I don’t have a lot of photos from my last trip to Haiti. I arrived on Monday afternoon, and the earthquake happened the next day. After the earthquake, I stopped taking pictures. I kind of stopped functioning altogether. My memory of those few days is already hazy. I really can’t remember much except the fear. I have no idea how I managed to care for a baby, or for Kembert for that matter, in the midst of it. I tend to retreat and get very stoic when I’m stressed. On the outside, I might have looked tired. On the inside, I felt like that scene from the 80’a afterschool special where Helen Hunt takes angel dust and jumps through a second story window.
Even on my best days, I struggle with anxiety. Typically I keep it under control with some cognitive techniques and the occasional Xanax. The earthquake was one of those events that brought my anxiety to the surface. But what was worse than the anxiety were the aftershocks.
In the minutes after the earthquake, the Livesays still had internet access for about 15 minutes (which later went out for several days). When I got online, the first thing I did was to google aftershocks. I knew my time was limited, but I felt compelled to do this before emailing Mark or contacting friends. We experience a nasty aftershock very quickly after the major quake, and I needed to read something that would tell me that this was OVER. I needed to see that aftershocks were just a one-hit-wonder. Instead, this is what I read:
Aftershock can occur for days, and even months, after an earthquake. Aftershocks are dangerous because they are usually unpredictable, can be of a large magnitude, and can collapse buildings that are damaged from the mainshock.
I think this is when the panic really set in for me. I am the queen of catastrophizing. I spent the next several days in hypervigilant mode, sensing to feel if the earth was shaking and running for the door with every tremor. I tried my best not to imagine myself trapped under rubble like the photos and stories I was hearing about outside the gate. I tried not to think about my husband being widowed, my kids being motherless, my baby daughter and Kembert dying painful deaths on my watch. I tried not to think about awful, bloody scenes. I tried.

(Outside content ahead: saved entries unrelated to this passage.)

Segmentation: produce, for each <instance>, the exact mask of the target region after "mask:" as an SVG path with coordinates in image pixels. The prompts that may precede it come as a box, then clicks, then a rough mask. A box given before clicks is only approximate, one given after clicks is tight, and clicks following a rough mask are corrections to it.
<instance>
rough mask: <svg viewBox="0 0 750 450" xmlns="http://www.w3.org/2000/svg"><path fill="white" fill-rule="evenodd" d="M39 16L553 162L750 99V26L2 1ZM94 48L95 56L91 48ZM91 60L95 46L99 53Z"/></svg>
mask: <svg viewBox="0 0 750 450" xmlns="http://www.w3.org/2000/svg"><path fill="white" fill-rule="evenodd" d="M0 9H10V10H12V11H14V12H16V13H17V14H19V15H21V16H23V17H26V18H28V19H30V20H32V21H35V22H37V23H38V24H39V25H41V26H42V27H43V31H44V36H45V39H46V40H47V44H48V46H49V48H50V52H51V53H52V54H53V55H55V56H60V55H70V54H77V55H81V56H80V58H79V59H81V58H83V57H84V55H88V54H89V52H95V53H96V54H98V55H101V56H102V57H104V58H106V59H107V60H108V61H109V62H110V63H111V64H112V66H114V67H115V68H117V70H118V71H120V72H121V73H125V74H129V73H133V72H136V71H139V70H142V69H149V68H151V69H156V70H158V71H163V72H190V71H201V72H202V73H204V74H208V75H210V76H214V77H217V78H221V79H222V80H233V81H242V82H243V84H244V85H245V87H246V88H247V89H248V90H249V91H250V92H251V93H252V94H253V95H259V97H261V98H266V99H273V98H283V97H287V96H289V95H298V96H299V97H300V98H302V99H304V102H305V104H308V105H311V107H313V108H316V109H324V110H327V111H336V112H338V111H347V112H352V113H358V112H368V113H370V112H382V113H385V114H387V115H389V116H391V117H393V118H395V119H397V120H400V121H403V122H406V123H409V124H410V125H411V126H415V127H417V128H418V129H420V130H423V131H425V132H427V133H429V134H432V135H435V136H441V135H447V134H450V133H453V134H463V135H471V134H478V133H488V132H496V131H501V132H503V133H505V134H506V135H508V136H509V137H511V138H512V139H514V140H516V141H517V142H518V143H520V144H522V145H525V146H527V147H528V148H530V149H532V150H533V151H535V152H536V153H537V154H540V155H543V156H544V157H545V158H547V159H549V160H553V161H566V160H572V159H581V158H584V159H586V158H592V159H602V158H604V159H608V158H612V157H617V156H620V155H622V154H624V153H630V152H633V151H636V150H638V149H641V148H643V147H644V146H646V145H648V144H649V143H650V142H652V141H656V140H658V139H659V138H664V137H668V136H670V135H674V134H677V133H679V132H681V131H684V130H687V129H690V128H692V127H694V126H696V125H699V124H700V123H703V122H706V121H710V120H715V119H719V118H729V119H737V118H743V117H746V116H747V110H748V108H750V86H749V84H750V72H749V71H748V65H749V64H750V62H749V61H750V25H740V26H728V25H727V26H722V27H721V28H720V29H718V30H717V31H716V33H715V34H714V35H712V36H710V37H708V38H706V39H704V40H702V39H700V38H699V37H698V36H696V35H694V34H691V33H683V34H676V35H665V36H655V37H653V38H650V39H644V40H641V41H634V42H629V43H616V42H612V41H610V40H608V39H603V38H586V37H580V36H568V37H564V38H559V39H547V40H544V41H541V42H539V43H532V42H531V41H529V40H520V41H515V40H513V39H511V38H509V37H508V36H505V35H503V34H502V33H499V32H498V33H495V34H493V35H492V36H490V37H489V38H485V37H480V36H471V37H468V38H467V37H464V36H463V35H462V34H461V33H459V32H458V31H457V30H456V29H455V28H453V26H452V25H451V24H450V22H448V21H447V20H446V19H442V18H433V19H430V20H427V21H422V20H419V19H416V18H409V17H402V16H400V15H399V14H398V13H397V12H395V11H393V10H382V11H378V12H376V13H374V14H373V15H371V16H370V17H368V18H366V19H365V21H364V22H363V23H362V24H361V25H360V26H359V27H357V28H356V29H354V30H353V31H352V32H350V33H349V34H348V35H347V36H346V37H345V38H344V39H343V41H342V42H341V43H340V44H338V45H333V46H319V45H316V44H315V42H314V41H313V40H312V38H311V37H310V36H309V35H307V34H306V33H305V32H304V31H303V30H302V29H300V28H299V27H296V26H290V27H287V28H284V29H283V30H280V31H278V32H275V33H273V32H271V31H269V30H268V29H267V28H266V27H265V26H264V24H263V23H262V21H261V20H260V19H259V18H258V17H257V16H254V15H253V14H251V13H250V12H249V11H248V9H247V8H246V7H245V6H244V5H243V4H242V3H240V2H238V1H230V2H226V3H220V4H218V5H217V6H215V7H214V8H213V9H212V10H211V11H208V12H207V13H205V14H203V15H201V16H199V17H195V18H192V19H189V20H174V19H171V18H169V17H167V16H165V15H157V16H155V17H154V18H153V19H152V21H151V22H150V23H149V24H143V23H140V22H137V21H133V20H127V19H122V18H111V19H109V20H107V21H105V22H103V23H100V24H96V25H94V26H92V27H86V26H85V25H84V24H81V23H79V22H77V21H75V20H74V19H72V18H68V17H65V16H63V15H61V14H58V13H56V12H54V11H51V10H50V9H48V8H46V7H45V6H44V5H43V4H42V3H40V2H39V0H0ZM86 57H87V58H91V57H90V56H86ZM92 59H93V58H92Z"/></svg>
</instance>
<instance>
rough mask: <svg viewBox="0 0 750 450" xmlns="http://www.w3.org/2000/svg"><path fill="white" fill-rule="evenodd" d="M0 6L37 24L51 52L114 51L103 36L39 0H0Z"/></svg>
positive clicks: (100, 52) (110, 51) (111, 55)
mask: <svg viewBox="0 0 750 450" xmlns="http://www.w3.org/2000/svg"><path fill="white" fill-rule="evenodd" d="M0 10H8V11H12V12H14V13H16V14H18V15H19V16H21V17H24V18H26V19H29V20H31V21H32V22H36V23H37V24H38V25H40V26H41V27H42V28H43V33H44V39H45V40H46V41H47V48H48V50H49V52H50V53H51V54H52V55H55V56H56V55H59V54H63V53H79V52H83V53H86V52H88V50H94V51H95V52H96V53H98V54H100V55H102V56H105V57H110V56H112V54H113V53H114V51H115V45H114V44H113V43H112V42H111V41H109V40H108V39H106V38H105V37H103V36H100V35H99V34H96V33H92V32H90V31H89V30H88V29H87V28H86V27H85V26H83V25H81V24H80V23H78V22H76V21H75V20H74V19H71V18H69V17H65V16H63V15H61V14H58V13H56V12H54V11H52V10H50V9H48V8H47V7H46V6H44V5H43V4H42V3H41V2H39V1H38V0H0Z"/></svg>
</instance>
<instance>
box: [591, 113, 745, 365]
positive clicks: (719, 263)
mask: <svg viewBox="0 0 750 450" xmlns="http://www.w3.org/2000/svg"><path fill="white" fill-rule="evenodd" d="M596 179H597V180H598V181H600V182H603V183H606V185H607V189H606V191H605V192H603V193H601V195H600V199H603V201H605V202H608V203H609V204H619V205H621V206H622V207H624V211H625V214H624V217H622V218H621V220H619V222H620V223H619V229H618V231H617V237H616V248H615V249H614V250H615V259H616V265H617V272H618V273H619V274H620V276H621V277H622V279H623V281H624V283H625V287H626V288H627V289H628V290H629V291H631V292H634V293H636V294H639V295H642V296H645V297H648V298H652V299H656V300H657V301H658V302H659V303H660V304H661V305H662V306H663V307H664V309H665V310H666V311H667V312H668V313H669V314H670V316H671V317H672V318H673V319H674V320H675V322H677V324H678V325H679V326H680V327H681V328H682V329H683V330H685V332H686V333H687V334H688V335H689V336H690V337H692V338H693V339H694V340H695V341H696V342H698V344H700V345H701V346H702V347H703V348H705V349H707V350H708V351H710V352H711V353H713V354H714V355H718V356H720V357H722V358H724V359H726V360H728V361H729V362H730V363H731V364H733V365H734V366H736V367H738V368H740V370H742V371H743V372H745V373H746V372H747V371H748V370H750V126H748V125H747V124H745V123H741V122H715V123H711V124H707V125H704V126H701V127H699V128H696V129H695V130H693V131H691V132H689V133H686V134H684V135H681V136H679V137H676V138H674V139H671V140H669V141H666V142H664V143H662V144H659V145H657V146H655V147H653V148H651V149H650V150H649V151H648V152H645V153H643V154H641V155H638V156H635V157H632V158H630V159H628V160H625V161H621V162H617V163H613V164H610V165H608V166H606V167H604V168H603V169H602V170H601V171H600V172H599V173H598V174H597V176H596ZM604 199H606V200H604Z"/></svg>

It’s pretty much all I thought about for four days.
It didn’t help that the aftershocks were intense and dramatic. In the first 24 hours after the earthquake there were 13 aftershocks measuring over a 4.2. By California standards, those are pretty big earthquakes.
After the earthquake, I was in a daze, but there was one moment that I snapped out of it and took out my camera. It was such a cute moment. It was the day after the big quake, and we were having aftershocks all day. Several of us were holed up at the Livesay house, including another adoptive mom, Erin, and her son. Thank God for that . . . Kembert had an instant playmate as I fretted the days away. I filled a pan full of pool water for them, and they were having a blast scooping it from bowl to cup to pan. It was such a moment of pure childhood bliss. These kids had survived an earthquake the day before, were feeling the tremors just like the rest of us, and yet all they were aware of was that very moment. Fun. Laughter. Friendship. Cool water on a hot day.
I remember thinking that I wanted to capture that – to remind myself that even in the worst of circumstances, there can be joy. I am constantly amazed by the ability of children to live life in the moment, and to go through their day unfettered by the stress and worry that plagues so many of us as adults.
At the same time, I am ever cognizant of the pain the Haitian people are still enduring. It’s a delicate balance – trying to figure out how to find joy again, while at the same time still acknowledging suffering.
I’m not finding that balance quite yet.